The Vespers of Palermo; a Tragedy. Records of Woman. Miscellaneous…

The Vespers of Palermo; a Tragedy. Records of Woman. Miscellaneous Poems … by HEMANS, Felicia.
‘THE MOST CONSIDERABLE WOMAN POET OF THE ROMANTIC PERIOD’

~ The Vespers of Palermo; a Tragedy. Records of Woman. Miscellaneous Poems … William Blackwood & Sons, Edinburgh; and Thomas Cadell, London. 1840.

8vo (170 x 102 mm), pp. [4], iii, [1], 326; prelims and endleaves slightly foxed, untrimmed in dark blue blind-patterned publisher’s cloth, a little worn; contemporary ownership inscription to front free endpaper.

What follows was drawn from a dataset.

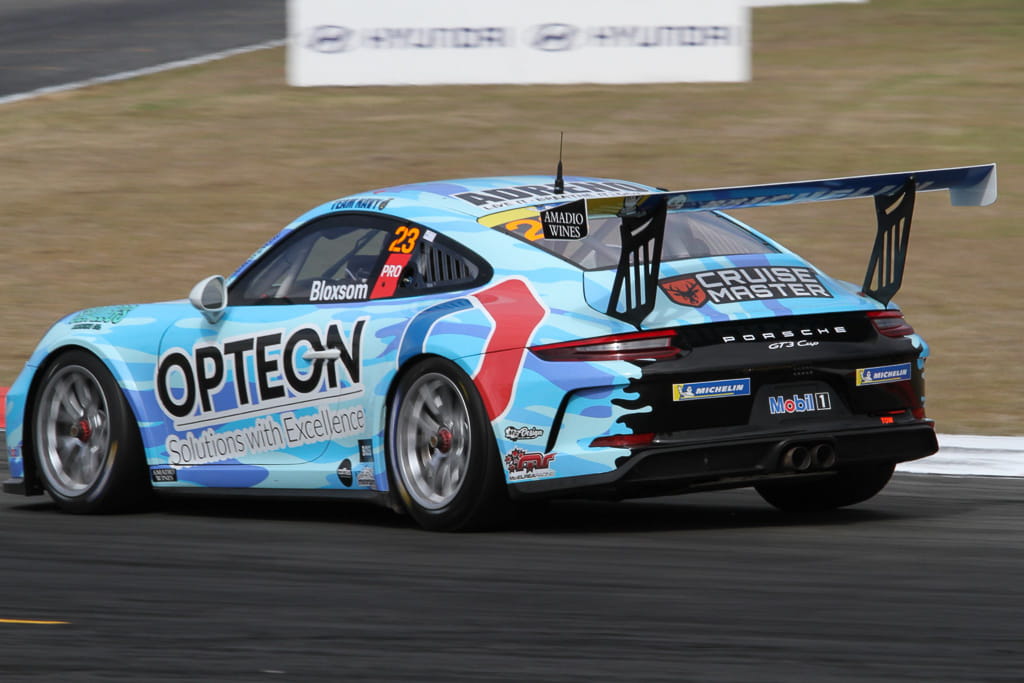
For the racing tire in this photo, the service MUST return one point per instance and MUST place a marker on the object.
(848, 486)
(86, 441)
(442, 459)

First edition thus, of this compendium of the poetry of Felicia Hemans (1793–1835).
Called ‘the most considerable woman poet of the Romantic period’ (ODNB), Hemans published some twenty volumes and nearly four hundred poems during her lifetime. The present work, a posthumous anthology, includes her verse cycles Songs of the Cid and Records of Woman, as well as miscellaneous poems including ‘The Homes of England’, in which Hemans is thought to have coined the phrase ‘stately home’. Many literary peers paid tribute to Hemans following her death in 1835 of Scarlet Fever. In particular, Letitia Elizabeth Landon (see item 14) penned ‘Stanzas on the Death of Mrs Hemans’ (1835) and ‘Felicia Hemans’ (1838). This was answered by Elizabeth Barrett Browning, who remained ambivalent about Hemans’ talent. In his ‘Extempore Effusion’ of 1835, Wordsworth portrayed Hemans as an ‘insubstantial spirit’.
The anthology’s titular verse play, The Vespers of Palermo, was first published by John Murray in 1823. Based on a mixture of ancient and contemporary discourse, it applies Staël’s and Sismondi’s interpretations of Italian destiny to post-war developments, including the Mediterranean Revolts of 1820-21. Other sources include Byron, Coleridge, Gibbon, Petrarch, Plutarch and Schiller. Vespers’ production at Covent Garden in December 1823 failed, in part because an ingénue was miscast as its heroine. An Edinburgh performance on 5 April 1824, promoted by Joanna Baillie and Sir Walter Scott and starring Harriet Siddons, fared better. Not in Jackson, nor Jackson, Women.